Religiologiques, depuis sa naissance, a tout au moins souhaité reconnaître et accueillir la contribution inestimable de ces authentiques collègues - fussent-ils sans titre, sans poste et sans fonds de pension: c'est pourtant largement grâce à eux que, même hors des faculty clubs et des track tenure jobs, se renouvelle encore aujourd'hui le savoir universitaire. Et que celui-ci, pour évoquer Nietzsche une fois de plus, parvient encore parfois à être gai.

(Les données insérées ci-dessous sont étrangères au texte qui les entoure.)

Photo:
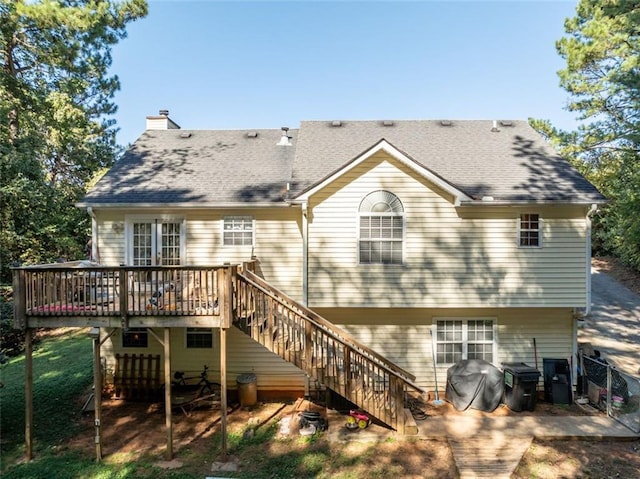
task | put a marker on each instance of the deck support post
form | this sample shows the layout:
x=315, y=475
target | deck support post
x=28, y=393
x=226, y=277
x=97, y=395
x=167, y=392
x=223, y=391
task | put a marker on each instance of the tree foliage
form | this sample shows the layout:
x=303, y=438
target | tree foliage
x=55, y=128
x=602, y=76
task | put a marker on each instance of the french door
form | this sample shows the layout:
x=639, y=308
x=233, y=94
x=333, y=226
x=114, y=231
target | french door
x=156, y=242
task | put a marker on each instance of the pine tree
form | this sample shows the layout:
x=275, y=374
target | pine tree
x=55, y=128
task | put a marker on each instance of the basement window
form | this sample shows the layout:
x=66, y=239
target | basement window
x=199, y=338
x=460, y=339
x=135, y=338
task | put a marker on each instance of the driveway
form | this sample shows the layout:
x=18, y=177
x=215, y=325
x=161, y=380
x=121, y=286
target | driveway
x=613, y=326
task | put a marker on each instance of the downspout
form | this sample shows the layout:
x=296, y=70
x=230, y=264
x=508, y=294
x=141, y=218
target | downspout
x=590, y=213
x=574, y=365
x=95, y=249
x=305, y=269
x=305, y=254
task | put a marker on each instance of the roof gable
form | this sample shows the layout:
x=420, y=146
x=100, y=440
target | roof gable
x=510, y=163
x=384, y=146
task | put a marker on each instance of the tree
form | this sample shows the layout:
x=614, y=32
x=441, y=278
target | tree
x=602, y=76
x=55, y=128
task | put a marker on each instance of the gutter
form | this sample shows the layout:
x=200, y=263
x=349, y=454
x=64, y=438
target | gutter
x=191, y=206
x=591, y=212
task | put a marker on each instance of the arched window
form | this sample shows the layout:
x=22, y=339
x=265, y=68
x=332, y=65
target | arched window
x=381, y=228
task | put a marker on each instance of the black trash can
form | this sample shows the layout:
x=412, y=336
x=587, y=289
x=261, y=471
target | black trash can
x=557, y=381
x=520, y=386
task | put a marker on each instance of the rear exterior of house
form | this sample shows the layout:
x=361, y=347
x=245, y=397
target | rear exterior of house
x=424, y=240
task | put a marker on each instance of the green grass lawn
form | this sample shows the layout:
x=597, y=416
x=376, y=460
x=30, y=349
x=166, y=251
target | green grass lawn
x=63, y=375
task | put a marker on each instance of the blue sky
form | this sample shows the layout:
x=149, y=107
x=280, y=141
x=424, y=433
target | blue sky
x=267, y=64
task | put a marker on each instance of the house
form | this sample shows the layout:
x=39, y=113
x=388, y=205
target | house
x=424, y=240
x=360, y=257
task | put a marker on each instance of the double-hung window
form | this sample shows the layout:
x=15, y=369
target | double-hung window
x=237, y=231
x=381, y=229
x=529, y=230
x=460, y=339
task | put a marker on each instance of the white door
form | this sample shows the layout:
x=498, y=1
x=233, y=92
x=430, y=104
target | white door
x=156, y=242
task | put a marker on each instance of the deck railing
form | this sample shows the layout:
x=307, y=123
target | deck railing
x=48, y=294
x=321, y=349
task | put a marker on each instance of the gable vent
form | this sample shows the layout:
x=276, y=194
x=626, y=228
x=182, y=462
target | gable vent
x=285, y=139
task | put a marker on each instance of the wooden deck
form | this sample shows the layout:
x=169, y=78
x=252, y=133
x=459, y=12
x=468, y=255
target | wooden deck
x=81, y=294
x=77, y=295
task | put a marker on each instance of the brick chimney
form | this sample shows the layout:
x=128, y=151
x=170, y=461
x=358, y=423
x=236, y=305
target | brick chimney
x=161, y=122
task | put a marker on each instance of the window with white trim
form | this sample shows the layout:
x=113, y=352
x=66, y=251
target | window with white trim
x=155, y=241
x=460, y=339
x=529, y=230
x=381, y=229
x=135, y=338
x=199, y=338
x=237, y=231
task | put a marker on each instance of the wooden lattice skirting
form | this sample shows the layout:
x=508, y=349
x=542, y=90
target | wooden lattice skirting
x=137, y=376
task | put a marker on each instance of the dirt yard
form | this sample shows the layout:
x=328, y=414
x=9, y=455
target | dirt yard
x=136, y=431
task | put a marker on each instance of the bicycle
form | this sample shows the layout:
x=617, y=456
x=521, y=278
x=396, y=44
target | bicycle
x=204, y=387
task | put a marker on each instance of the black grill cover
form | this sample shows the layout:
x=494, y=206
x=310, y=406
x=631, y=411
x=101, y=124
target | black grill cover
x=475, y=384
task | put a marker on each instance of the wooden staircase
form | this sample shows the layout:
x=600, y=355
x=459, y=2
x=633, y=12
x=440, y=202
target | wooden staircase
x=321, y=349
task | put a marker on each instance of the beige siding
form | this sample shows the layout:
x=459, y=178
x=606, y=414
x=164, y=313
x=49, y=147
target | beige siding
x=278, y=241
x=111, y=244
x=453, y=257
x=403, y=335
x=243, y=356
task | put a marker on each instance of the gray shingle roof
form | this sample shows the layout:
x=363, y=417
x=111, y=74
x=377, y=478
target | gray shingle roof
x=226, y=167
x=513, y=164
x=198, y=167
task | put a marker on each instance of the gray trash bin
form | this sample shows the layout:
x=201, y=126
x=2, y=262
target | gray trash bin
x=247, y=390
x=520, y=386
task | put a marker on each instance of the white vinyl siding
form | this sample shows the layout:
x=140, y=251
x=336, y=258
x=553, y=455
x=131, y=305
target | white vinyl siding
x=454, y=257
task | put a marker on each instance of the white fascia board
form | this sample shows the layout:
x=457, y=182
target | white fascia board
x=391, y=150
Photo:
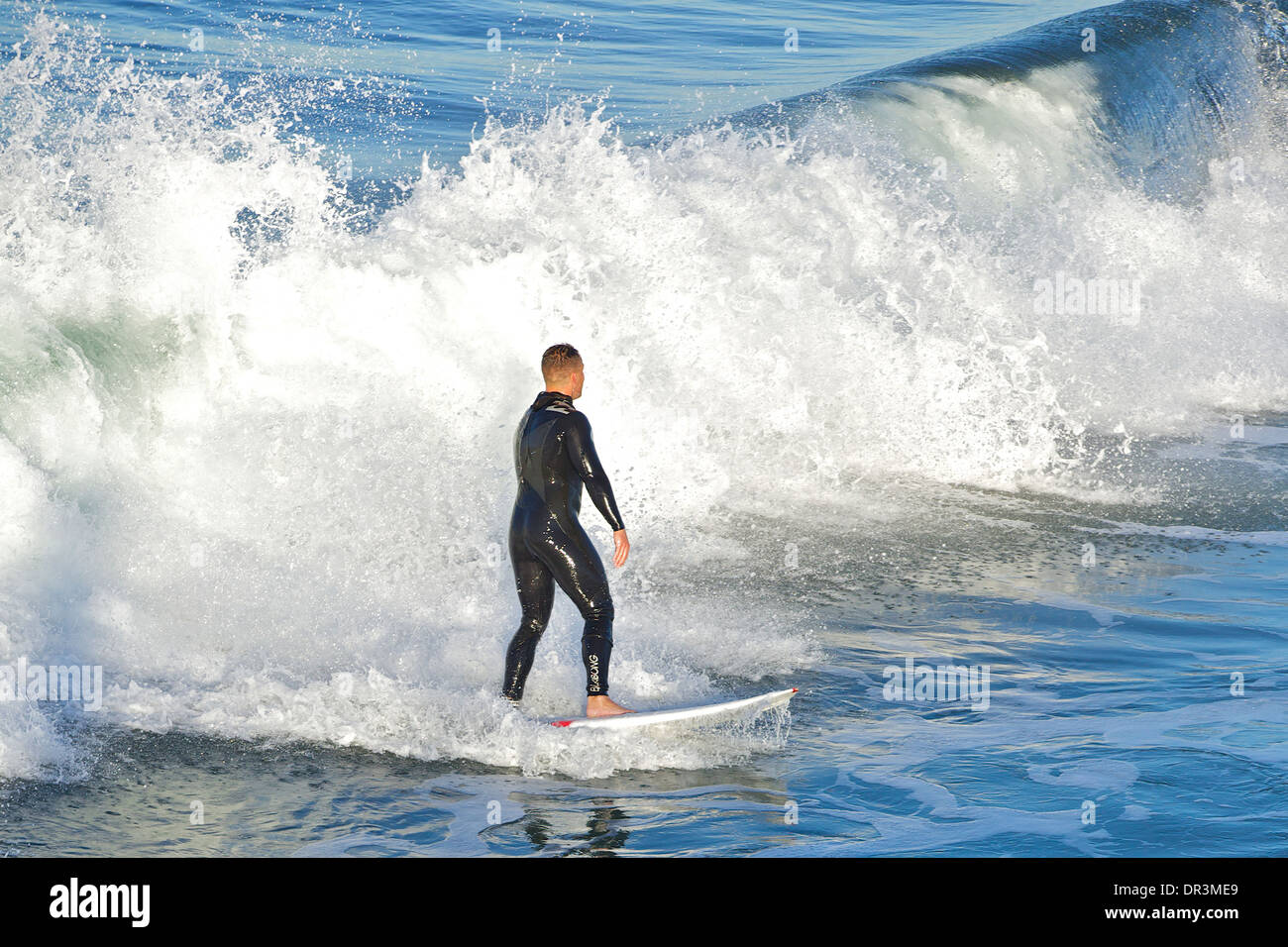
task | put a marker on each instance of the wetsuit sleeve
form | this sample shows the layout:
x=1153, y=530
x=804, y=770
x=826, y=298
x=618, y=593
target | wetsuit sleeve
x=585, y=462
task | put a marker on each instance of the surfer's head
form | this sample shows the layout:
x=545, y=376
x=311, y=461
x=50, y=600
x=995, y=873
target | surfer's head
x=563, y=369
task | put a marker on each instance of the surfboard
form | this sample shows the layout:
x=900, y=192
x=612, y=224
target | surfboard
x=709, y=712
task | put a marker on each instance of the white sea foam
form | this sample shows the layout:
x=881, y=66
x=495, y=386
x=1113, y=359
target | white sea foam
x=257, y=463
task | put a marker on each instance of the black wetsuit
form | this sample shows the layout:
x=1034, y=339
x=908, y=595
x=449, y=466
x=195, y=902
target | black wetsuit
x=553, y=458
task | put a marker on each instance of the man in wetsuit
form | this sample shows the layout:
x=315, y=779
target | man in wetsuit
x=553, y=458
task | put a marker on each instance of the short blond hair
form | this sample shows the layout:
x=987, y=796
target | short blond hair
x=558, y=361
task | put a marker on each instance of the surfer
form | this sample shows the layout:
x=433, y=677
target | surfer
x=553, y=458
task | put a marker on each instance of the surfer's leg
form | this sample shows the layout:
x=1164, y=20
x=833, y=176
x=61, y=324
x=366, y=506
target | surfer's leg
x=536, y=596
x=576, y=566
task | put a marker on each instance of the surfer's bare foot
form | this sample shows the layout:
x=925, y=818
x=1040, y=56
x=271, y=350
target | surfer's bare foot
x=603, y=705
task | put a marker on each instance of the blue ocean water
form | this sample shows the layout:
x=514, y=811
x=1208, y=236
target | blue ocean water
x=918, y=337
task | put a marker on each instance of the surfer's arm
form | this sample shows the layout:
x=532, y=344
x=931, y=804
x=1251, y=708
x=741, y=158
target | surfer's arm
x=585, y=462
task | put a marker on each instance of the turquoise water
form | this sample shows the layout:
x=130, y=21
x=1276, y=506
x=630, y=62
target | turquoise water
x=269, y=315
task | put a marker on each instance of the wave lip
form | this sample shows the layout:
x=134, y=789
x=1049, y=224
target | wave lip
x=1167, y=85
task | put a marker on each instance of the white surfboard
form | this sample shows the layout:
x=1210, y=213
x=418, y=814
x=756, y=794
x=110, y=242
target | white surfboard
x=748, y=707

Si cette jeune revue a quelque valeur - et on espérerait seulement pouvoir laisser au temps la redoutable tâche d'en juger -, c'est sans doute en bonne partie parce qu'elle aura eu l'intuition d'accueillir ceux-ci en pairs, à côté de leurs aînés, dans la maison inégalement chauffée - mais utopiquement commune. Qu'ils et elles sachent au moins à quel point nous leur sommes obligés de leur énergie, de leur honnêteté, de leur inspiration et de leur courage.